Presented By O’Reilly and Intel AI
Put AI to work
8-9 Oct 2018: Training
9-11 Oct 2018: Tutorials & Conference
London, UK

Scaling deep learning on AWS using C5 instances with MXNet, TensorFlow, and BigDL: From the edge to the cloud

GAURAV KAUL (Amazon Web Services), Suneel Marthi (Amazon Web Services), Grigori Fursin (dividiti)
13:45–14:25 Wednesday, 10 October 2018
Location: Westminster Suite
Secondary topics:  Deep Learning tools, Edge computing and Hardware, Platforms and infrastructure

What you'll learn

  • Learn how to optimize cost, performance, and convergence for your deep learning models, using CPU spot instances in AWS

Description

Gaurav Kaul and Suneel Marthi share trade-offs and design choices that are applicable to deep learning models when training in the cloud, specifically focusing on performance, efficiency and reproducibility. They then demonstrate how to optimize for performance and cost using CPU spot instances in AWS. Grigori Fursin will then show how to automate and crowdsource this complex process of optimization, autotuning and co-design of efficient software and hardware using the open-source Collective Knowledge framework (CK).
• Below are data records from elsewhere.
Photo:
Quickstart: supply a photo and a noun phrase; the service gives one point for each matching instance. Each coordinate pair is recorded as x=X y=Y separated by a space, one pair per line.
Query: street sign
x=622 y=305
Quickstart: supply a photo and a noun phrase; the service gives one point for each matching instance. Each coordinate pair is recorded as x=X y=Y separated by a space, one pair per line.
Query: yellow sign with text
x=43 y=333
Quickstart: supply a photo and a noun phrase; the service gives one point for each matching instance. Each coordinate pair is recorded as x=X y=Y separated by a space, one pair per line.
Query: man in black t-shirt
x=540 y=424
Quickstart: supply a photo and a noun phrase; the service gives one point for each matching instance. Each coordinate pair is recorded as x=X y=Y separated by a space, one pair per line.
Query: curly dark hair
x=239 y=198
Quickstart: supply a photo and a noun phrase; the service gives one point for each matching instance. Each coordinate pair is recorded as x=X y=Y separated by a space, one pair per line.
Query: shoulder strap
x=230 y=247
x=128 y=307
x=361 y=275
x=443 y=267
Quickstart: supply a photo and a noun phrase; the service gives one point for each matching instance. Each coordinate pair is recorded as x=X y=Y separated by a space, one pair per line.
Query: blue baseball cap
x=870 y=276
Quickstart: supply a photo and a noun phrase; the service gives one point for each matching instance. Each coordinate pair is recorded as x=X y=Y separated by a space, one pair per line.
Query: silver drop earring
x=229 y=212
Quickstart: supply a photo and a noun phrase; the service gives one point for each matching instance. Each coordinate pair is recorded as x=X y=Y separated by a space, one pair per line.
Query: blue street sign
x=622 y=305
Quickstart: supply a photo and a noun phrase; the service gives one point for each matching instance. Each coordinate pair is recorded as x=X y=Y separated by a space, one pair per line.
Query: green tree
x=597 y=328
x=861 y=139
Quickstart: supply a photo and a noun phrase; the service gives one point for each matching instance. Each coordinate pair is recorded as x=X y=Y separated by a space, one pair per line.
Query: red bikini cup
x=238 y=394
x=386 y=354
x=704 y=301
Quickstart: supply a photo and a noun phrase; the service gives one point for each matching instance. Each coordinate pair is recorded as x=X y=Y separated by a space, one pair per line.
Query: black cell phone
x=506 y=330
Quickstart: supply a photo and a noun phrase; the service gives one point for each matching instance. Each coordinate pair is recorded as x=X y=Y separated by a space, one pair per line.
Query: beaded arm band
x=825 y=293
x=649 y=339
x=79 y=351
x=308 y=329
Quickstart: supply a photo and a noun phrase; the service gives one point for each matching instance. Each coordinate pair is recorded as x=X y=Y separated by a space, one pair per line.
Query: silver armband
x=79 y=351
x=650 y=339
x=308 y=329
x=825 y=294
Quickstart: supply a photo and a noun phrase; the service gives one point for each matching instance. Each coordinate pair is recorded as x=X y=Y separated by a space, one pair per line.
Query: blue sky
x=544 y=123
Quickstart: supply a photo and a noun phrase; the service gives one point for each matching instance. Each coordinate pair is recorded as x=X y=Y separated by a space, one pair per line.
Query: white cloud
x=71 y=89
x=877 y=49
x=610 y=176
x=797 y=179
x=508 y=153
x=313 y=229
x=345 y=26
He will also present an open repository of reusable CK workflows and components (models, data sets, frameworks) with contributions from the 1st reproducible optimization tournament for deep learning (ACM ReQuEST) showing some 50x speedups with negligible accuracy loss for 8-bit inference on Intel Xeon processors in the Amazon AWS cloud.

Photo of GAURAV KAUL

GAURAV KAUL

Amazon Web Services

Gaurav Kaul is an architect at AWS in the UK.

Photo of Suneel Marthi

Suneel Marthi

Amazon Web Services

Suneel Marthi is a principal technologist at Amazon Web Services. Suneel is a member of the Apache Software Foundation and is a PMC member on Apache OpenNLP, Apache Mahout, and Apache Streams. He has given talks at the Hadoop Summit, Apache Big Data, Flink Forward, Berlin Buzzwords, and Big Data Tech Warsaw.

Photo of Grigori Fursin

Grigori Fursin

dividiti

Grigori Fursin is the CTO of dividiti and a founding member of the ACM taskforce on reproducibility of the ML, AI, and systems research. Previously, he was a tenured scientist at Inria and the head of the Optimization Group at the Intel Exascale Lab. Grigori is the architect of the Collective Knowledge technology used by a growing number of universities and Fortune 50 companies to enable automatic, collaborative, and reproducible development, optimization, and codesign of efficient software and hardware for emerging ML and AI workloads in terms of speed, accuracy, energy, size, and costs. He holds a PhD in computer science from the University of Edinburgh.